07 Février 2019 Interview par Laura Fort
Michael Delano, PwC Luxembourg
Selon Michael Delano, «le nombre d’administrateurs indépendants et non exécutifs augmente au sein des boards». (Photo: PwC Luxembourg)

Michael Delano, associé chez PwC Luxembourg, revient sur les principales tendances identifiées dans la dernière étude du cabinet sur la gouvernance des fonds au Luxembourg. Il met en avant certains ajustements possibles, en matière de rémunération et de mixité.

Quelles leçons tirez-vous de cette neuvième étude sur la gouvernance des fonds qui vient de paraître?

Michael Delano. – «L’étude, réalisée tous les deux ans, fait ressortir plusieurs informations importantes. D’abord le fait que le nombre d’administrateurs indépendants et non exécutifs augmente au sein des boards.
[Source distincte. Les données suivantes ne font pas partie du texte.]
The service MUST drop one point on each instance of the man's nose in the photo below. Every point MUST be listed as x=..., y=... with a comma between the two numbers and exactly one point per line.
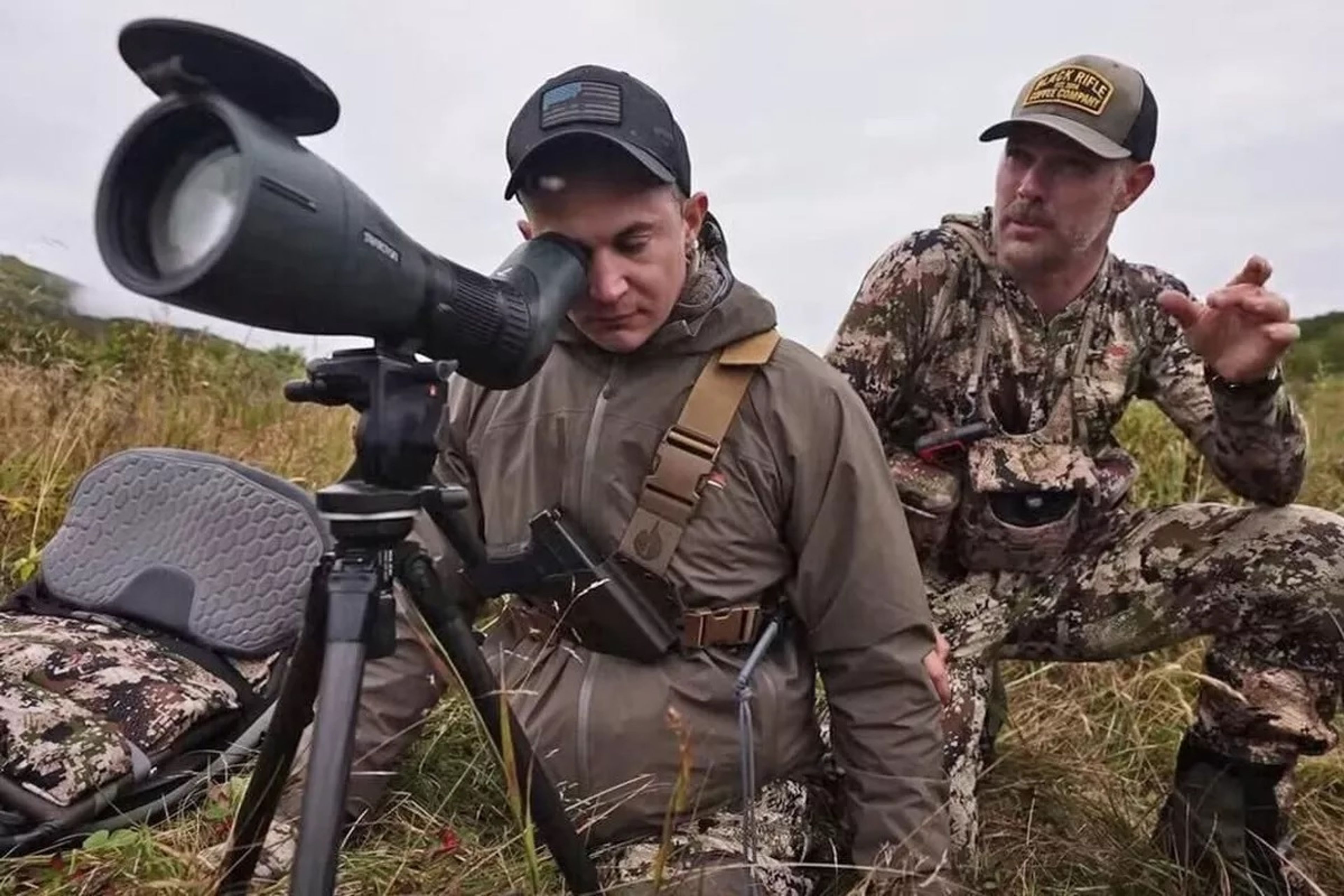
x=607, y=281
x=1033, y=182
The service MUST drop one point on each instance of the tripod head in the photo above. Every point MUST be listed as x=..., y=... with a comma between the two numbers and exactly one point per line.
x=400, y=401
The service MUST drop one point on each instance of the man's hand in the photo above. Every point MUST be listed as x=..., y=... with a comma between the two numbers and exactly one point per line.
x=1242, y=330
x=936, y=662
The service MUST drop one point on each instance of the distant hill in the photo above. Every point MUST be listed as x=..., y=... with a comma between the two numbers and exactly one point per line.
x=40, y=324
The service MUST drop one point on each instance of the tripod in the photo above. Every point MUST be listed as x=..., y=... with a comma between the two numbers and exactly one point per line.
x=350, y=618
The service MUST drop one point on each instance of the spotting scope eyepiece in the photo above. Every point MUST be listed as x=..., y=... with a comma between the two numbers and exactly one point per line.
x=210, y=203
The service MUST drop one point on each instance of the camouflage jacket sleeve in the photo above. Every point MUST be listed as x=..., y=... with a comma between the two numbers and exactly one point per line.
x=1256, y=445
x=882, y=335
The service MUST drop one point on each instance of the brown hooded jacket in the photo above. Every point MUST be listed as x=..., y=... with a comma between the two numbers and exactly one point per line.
x=807, y=508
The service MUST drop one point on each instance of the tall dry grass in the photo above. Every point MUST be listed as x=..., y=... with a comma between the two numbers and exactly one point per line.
x=1084, y=760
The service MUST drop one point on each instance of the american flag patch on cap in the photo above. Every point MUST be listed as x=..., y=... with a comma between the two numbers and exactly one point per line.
x=581, y=101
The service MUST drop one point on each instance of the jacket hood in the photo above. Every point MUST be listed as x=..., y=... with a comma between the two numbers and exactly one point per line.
x=715, y=308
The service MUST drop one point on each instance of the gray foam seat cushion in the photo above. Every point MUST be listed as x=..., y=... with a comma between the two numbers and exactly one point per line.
x=211, y=550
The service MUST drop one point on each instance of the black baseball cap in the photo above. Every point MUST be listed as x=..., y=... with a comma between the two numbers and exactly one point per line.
x=607, y=104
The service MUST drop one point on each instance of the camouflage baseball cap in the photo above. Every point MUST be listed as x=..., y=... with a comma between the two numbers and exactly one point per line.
x=1099, y=103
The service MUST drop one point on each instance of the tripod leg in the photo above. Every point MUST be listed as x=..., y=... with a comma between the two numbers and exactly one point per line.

Et ce malgré le fait que ce ne soit pas une obligation contraignante, mais seulement une recommandation du régulateur. 

Une autre tendance se renforce également d’année en année, à savoir la hausse de la responsabilité des administrateurs en matière de conformité et de régulation, avec le Brexit en toile de fond. 

Enfin, les administrateurs utilisent davantage le recours à des comités ou sous-comités spécifiques, ce qui fluidifie la communication entre les parties prenantes.

Quelles pratiques mériteraient encore d’être améliorées selon vous?

«L’étude aborde sensiblement les mêmes questions dans ses différentes versions. Nous estimons que les différents sujets de gouvernance vont continuer à évoluer et à s’améliorer. Mais nous ne pourrons évaluer l’impact des résultats et recommandations de cette étude que dans la prochaine édition, en 2020, le temps aussi pour les acteurs d’implémenter leurs nouvelles pratiques et de réaliser des ajustements.

En quoi devraient justement consister ces ajustements?

«Les rémunérations des administrateurs devraient encore augmenter, notamment du fait de la hausse croissante de leurs responsabilités. Cependant, leur montant est encore sans commune mesure avec les pratiques de rémunération des États-Unis, par exemple. 

Un focus plus important devrait aussi être mis sur la mixité, d’autant plus qu’une moindre représentation des femmes au sein de la gouvernance des fonds a souvent un impact négatif auprès des proxys.

Les dérogations de distribution pour les fonds commercialisés dans différents pays, ainsi que les impacts des réglementations AML/CTF (lutte contre le blanchiment et le financement du terrorisme) font aussi partie des sujets susceptibles d’être abordés dans la prochaine édition.»